Greece has twice provided the acid test for the rules of the game of the European monetary union. Once again it is likely to provide a critical testing ground, this time on the occasion of the general election on January 25.
The first test came in spring 2010, when the government in Athens lost market access and required assistance from the European Union and the International Monetary Fund. The question then was: Can official support be provided to a member of the monetary union, and if so, by whom? The EU treaty was remarkably ambiguous on the issue. Many read it as implying that there was no room for official European assistance because it would violate the so-called no bail-out clause. But in the end the heads of state and government decided to extend conditional loans to Athens alongside the IMF, giving birth to the now famous (or infamous) troika.
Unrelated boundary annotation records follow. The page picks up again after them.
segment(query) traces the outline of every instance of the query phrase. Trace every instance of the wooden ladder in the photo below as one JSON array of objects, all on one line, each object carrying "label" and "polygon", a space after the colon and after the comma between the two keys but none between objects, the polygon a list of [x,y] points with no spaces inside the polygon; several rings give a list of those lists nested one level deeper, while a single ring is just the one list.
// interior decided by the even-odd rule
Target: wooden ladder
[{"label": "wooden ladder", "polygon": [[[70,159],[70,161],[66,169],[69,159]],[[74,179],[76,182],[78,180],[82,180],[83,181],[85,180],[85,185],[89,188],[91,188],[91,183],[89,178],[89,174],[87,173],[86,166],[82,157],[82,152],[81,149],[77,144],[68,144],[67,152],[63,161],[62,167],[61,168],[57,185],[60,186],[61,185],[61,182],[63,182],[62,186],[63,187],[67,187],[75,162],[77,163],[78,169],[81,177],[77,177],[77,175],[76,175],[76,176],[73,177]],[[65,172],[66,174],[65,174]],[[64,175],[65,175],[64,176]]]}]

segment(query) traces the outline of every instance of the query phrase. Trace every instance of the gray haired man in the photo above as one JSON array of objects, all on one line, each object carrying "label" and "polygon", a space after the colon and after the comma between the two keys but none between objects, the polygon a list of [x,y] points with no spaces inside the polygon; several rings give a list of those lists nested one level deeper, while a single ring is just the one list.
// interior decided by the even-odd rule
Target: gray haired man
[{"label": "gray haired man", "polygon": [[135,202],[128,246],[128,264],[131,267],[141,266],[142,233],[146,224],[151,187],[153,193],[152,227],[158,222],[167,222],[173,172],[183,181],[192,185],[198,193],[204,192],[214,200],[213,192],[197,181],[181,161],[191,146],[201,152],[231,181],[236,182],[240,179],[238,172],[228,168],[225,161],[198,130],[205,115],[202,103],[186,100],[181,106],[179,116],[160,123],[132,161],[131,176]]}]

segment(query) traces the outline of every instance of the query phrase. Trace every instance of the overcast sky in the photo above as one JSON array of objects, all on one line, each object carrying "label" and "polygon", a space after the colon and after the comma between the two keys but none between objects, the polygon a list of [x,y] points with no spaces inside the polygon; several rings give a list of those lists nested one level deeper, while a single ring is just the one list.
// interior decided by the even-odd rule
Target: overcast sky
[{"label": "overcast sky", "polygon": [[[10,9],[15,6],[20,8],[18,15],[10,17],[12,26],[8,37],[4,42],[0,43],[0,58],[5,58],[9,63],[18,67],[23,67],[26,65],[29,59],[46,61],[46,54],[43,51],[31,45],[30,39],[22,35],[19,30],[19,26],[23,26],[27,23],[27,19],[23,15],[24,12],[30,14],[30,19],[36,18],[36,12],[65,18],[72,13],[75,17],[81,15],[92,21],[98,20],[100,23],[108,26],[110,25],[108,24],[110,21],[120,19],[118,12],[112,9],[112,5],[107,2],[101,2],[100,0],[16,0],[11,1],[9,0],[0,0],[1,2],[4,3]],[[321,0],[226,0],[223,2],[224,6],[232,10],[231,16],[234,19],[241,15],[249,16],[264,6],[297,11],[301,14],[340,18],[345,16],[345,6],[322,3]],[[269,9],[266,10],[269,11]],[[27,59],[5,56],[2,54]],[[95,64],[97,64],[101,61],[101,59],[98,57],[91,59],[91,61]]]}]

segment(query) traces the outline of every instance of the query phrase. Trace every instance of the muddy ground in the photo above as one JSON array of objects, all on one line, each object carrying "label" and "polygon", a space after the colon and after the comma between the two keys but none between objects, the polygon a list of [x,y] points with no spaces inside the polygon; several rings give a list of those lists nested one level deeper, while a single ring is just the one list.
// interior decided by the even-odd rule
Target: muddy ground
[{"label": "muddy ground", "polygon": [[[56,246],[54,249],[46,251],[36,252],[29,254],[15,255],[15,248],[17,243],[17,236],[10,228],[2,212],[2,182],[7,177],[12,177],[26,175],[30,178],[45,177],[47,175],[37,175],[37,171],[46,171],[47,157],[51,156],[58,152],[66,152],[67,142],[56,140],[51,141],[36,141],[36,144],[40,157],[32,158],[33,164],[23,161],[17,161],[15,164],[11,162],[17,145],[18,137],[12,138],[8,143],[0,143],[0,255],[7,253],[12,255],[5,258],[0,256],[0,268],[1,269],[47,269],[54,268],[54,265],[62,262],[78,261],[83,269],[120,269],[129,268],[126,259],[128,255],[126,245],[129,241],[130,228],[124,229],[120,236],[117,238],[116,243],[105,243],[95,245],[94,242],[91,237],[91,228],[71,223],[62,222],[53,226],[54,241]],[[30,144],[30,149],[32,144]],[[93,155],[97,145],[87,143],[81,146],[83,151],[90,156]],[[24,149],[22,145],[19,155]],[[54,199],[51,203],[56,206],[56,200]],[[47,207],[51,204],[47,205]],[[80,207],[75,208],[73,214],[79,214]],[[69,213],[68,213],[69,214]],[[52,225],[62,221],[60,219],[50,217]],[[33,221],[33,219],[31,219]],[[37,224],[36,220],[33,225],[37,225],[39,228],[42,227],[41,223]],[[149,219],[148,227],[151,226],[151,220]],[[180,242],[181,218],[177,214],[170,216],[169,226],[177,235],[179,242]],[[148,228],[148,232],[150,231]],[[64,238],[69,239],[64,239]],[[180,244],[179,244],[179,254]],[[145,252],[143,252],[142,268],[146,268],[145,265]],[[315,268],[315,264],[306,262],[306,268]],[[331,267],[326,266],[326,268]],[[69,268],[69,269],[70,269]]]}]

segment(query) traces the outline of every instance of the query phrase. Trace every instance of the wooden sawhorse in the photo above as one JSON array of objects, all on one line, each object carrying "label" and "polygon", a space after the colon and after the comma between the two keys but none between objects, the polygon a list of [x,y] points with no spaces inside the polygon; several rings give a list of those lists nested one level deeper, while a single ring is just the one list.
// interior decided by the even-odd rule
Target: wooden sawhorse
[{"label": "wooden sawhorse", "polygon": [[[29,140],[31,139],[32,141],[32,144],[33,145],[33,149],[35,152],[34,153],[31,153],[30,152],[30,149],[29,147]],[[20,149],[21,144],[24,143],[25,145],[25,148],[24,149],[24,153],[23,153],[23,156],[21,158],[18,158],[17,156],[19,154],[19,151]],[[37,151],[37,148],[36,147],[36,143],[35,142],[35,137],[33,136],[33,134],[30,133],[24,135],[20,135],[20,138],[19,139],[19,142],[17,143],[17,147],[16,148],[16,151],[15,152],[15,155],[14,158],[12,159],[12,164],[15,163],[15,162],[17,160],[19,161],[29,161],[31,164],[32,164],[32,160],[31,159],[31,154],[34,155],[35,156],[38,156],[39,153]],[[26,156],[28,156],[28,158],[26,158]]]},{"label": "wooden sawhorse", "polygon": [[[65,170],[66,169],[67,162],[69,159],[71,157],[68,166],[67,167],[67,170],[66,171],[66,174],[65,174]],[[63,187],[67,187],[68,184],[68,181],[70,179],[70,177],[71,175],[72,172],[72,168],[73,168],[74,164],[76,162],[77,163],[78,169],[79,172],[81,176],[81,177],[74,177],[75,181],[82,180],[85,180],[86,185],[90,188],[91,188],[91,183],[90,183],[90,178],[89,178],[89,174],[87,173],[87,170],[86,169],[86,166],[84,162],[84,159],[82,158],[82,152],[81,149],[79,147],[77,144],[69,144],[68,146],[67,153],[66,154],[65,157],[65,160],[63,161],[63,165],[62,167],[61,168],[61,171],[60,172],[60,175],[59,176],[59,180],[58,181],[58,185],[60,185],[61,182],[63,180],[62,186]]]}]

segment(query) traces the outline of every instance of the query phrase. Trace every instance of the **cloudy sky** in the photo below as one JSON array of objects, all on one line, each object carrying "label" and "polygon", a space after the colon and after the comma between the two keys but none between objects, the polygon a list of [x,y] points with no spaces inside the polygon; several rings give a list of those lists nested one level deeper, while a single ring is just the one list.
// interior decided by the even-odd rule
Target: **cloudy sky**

The same template would apply later to Ireland, Portugal and Cyprus, without giving rise to legal challenges.
The second test came in 2011-2012, when it became evident that Greece's debt burden was too high and that some sort of relief from its private creditors was indispensable. Could a member of the monetary union renegotiate its debt while remaining in the euro? Here again, the treaty was remarkably silent and there was no procedure whatsoever for debt renegotiation. For months, a fierce battle went on in Europe. Most European officials claimed that a restructuring by a euro-area country was unthinkable, and that Greece had no choice but to repay or, for some, to leave the euro. But in the end – and actually at a late stage, after many private creditors had been repaid in full – European leaders decided that debt relief was acceptable. In February 202, Greece reached a debt reduction agreement with its private creditors.